In an article published in 1895, in the magazine Die Neue Zeit, of the German Social Democratic Party (SPD), Eduard Bernstein, one of its main leaders, wrote in defense of Wilde that homosexuality could not be persecuted as something unnatural, since there is almost nothing in the activity of human beings that is natural. “Our entire cultural existence, our mode of life from morning to night is a constant offense against nature, against the original preconditions of our existence. If it was only a question of what was natural, then the worst sexual excess would be no more objectionable than, say, writing a letter – for conducting social intercourse through the medium of the written word is far further removed from nature than any way as yet known of satisfying the sexual urge.” And, besides, he indicated that opinions on what is natural or unnatural for human beings are historical, that is, they reflect the level of society’s development. He also charged that considering homosexuality as an illness was another form of moralism.

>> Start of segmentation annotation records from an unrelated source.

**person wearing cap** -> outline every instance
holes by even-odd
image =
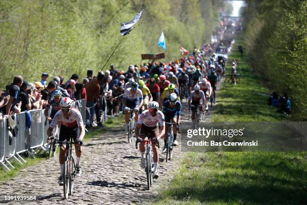
[[[92,70],[87,70],[86,72],[86,78],[88,79],[88,81],[91,81],[93,79],[93,71]]]
[[[19,112],[20,109],[17,106],[15,106],[19,98],[19,93],[20,92],[20,87],[21,87],[24,81],[23,77],[21,75],[17,75],[14,77],[13,82],[9,85],[7,89],[10,93],[10,99],[6,106],[2,108],[5,114],[4,117],[8,117],[9,115],[12,114],[14,112]]]
[[[41,80],[41,82],[42,83],[43,86],[44,86],[44,87],[46,87],[47,86],[47,80],[48,79],[49,76],[49,75],[47,73],[43,72],[42,73],[42,79]]]

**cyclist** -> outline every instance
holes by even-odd
[[[202,101],[201,101],[201,100],[202,100]],[[189,107],[190,107],[191,104],[194,106],[194,107],[191,108],[192,112],[192,121],[194,120],[195,113],[197,112],[197,107],[199,105],[202,105],[202,102],[204,102],[205,100],[205,93],[204,93],[203,91],[200,90],[200,86],[198,84],[194,85],[194,90],[191,92],[189,96]],[[191,100],[192,103],[191,102]],[[200,107],[200,112],[203,112],[203,106]]]
[[[208,79],[211,84],[212,92],[213,92],[213,102],[215,103],[215,90],[216,90],[216,83],[217,82],[217,75],[214,69],[208,76]]]
[[[175,92],[176,93],[177,96],[179,96],[179,91],[178,89],[176,88],[175,85],[173,83],[171,83],[169,85],[168,87],[164,89],[163,91],[163,93],[161,95],[161,97],[160,98],[160,105],[163,106],[163,103],[168,99],[169,99],[169,97],[170,95]]]
[[[192,73],[193,78],[193,86],[195,85],[199,81],[199,79],[202,77],[202,73],[201,72],[199,66],[197,66],[198,68]]]
[[[180,93],[182,96],[184,97],[184,94],[186,93],[187,86],[189,83],[189,76],[187,75],[185,72],[182,71],[181,73],[178,75],[178,82],[179,86],[183,86],[183,93]],[[180,90],[181,90],[180,89]]]
[[[158,85],[160,87],[160,93],[162,94],[164,89],[168,87],[171,82],[166,79],[166,77],[164,75],[160,75],[159,79],[160,80],[158,82]]]
[[[158,173],[158,165],[159,160],[159,149],[157,143],[159,139],[164,135],[165,120],[164,115],[159,110],[159,104],[155,101],[152,101],[148,104],[148,110],[144,111],[139,116],[139,119],[137,121],[136,127],[135,128],[135,134],[137,140],[141,141],[142,139],[139,137],[139,135],[144,134],[150,135],[151,139],[151,146],[154,152],[154,170],[152,177],[158,178],[159,175]],[[160,124],[160,129],[158,127]],[[144,154],[145,153],[145,144],[141,142],[139,145],[139,151],[141,155],[140,166],[142,168],[145,168],[145,159]]]
[[[211,88],[211,84],[210,82],[205,77],[203,78],[203,80],[199,82],[198,83],[201,90],[205,93],[206,96],[206,101],[205,101],[205,105],[206,106],[206,111],[208,111],[208,102],[209,98],[211,95],[212,92],[212,88]]]
[[[131,84],[133,82],[134,82],[134,79],[133,77],[130,78],[129,81],[127,82],[124,86],[124,89],[125,90],[128,88],[131,87]]]
[[[145,83],[142,80],[138,80],[137,83],[138,83],[138,88],[142,90],[142,94],[144,99],[143,105],[144,109],[147,110],[147,105],[148,102],[152,101],[152,96],[148,88],[145,85]]]
[[[165,122],[167,123],[177,123],[179,125],[180,123],[180,114],[181,114],[181,103],[177,100],[177,95],[176,93],[172,93],[169,97],[169,99],[163,104],[163,114],[165,117]],[[164,135],[164,148],[162,152],[165,153],[167,150],[167,138],[170,125],[166,124],[165,129],[166,132]],[[173,125],[173,130],[174,132],[174,146],[178,145],[176,137],[177,136],[177,129],[176,125]]]
[[[128,134],[128,126],[129,125],[129,113],[130,110],[133,110],[135,116],[134,119],[137,122],[138,119],[138,111],[142,107],[144,100],[142,91],[138,88],[138,84],[135,82],[131,83],[131,87],[125,90],[122,97],[122,104],[125,108],[125,122],[126,130],[125,133]]]
[[[49,121],[52,120],[56,113],[61,110],[60,102],[61,101],[61,99],[63,98],[63,97],[62,96],[62,92],[60,90],[56,89],[53,91],[53,97],[51,98],[51,100],[48,101],[48,104],[46,106],[46,109],[44,112],[44,114],[46,117],[48,117]],[[51,109],[50,117],[48,117],[48,111],[51,106],[52,107],[52,109]]]
[[[57,125],[58,123],[61,122],[61,128],[60,129],[60,137],[59,141],[69,141],[72,137],[75,143],[75,149],[76,151],[76,175],[81,176],[81,169],[80,166],[80,158],[82,152],[82,148],[80,151],[78,148],[82,144],[82,139],[85,134],[83,121],[80,111],[78,109],[72,108],[73,100],[69,97],[65,97],[61,99],[60,106],[61,110],[56,113],[54,118],[52,120],[49,127],[47,131],[48,136],[47,143],[50,143],[51,140],[50,136],[52,135],[52,130]],[[80,130],[80,134],[77,137],[78,129]],[[62,145],[60,149],[60,155],[59,161],[60,162],[60,168],[61,175],[59,177],[58,183],[60,185],[63,185],[64,176],[64,167],[66,153],[65,145]]]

Two years later, in Berlin, the physician Magnus Hirschfeld founds the Scientific Humanitarian Committee, the main aim of which was the abolition of the German law against homosexuality. The social democratic deputies were the most fervent enemies of that reactionary law. It was August Bebel, an outstanding leader of the German Social Democratic Party, who proposed revoking it. In 1919, Magnus Hirschfeld founds the Institute for Sexual Research, in Berlin, and in 1921, four years after the Russian Revolution, he organizes the first scientific congress on sexuality in history. In this International Congress for Sexual Reform, that brought together scientists from different countries, Soviet Russia’s laws on homosexuality were presented as an example for the whole world. Against the established order, the German Communist Party defended equality for gays and lesbians, while homosexuals were being persecuted and discriminated against. Hirschfeld himself, on several occasions, was beaten up, suffered a skull fracture and was shot during a lecture.

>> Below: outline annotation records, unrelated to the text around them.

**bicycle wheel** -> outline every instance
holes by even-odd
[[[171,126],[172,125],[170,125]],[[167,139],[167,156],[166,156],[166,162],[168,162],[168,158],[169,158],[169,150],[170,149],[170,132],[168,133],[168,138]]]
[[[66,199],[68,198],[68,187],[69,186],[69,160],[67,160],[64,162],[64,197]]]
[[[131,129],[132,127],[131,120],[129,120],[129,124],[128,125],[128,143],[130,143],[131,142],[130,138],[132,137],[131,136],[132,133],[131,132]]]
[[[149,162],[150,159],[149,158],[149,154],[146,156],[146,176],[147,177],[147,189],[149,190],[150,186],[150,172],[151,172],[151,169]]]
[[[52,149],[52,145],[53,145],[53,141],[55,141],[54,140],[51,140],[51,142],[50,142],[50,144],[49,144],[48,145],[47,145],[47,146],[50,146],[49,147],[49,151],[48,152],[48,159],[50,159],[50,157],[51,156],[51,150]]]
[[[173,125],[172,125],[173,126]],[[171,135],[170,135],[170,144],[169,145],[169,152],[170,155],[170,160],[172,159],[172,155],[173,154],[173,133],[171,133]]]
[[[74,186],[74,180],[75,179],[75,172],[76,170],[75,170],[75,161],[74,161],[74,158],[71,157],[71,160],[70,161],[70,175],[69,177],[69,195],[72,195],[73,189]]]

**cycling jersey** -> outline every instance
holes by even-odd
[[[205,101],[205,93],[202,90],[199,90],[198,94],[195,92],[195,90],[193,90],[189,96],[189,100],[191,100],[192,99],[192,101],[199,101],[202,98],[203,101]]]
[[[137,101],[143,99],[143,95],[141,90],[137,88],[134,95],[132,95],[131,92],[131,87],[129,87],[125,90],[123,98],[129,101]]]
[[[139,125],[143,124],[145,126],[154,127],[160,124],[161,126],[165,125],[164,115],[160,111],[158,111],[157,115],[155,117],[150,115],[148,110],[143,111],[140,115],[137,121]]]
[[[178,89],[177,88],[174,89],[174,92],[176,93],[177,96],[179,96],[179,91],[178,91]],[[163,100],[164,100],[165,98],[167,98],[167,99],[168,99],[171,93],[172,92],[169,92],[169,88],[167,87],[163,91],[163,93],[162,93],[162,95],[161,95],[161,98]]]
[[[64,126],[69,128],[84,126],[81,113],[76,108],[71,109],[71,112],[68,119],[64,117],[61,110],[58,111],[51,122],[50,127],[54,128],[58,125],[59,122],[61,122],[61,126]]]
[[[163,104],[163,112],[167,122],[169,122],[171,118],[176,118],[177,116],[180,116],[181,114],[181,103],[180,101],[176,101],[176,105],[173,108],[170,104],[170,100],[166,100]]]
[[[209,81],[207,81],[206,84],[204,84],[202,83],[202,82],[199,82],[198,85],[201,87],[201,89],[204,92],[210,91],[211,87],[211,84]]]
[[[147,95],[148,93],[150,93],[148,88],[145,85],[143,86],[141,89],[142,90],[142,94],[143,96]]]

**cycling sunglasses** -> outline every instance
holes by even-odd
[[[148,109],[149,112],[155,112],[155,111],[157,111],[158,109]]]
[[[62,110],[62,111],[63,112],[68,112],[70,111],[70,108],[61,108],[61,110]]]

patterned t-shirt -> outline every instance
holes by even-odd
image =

The Russian Revolution eliminated all the tsarist laws that repressed homosexuality and that “conflicted with revolutionary consciousness and legality.” In 1923, a prominent Moscow doctor approved of the new legal code, saying, “Soviet legislation is based on the following principle: It declares a total absence of interference by the state and by society in sexual matters, always when the interests of any other person are not affected.”

Under the Stalinist reaction, however, together with the regression in the rights of women, there was “progress” in making homosexuality a pathology, until in 1933 it was again considered a crime, moving away from the socialist tradition, that had always maintained a very advanced position against the prevailing prejudices of the time. We feel that we are heirs of that tradition: Down with sexual oppression! Down with all the laws and regulations that discriminate against and repress gays, lesbians, transvestites, and transsexuals! Full rights for non-heterosexual people!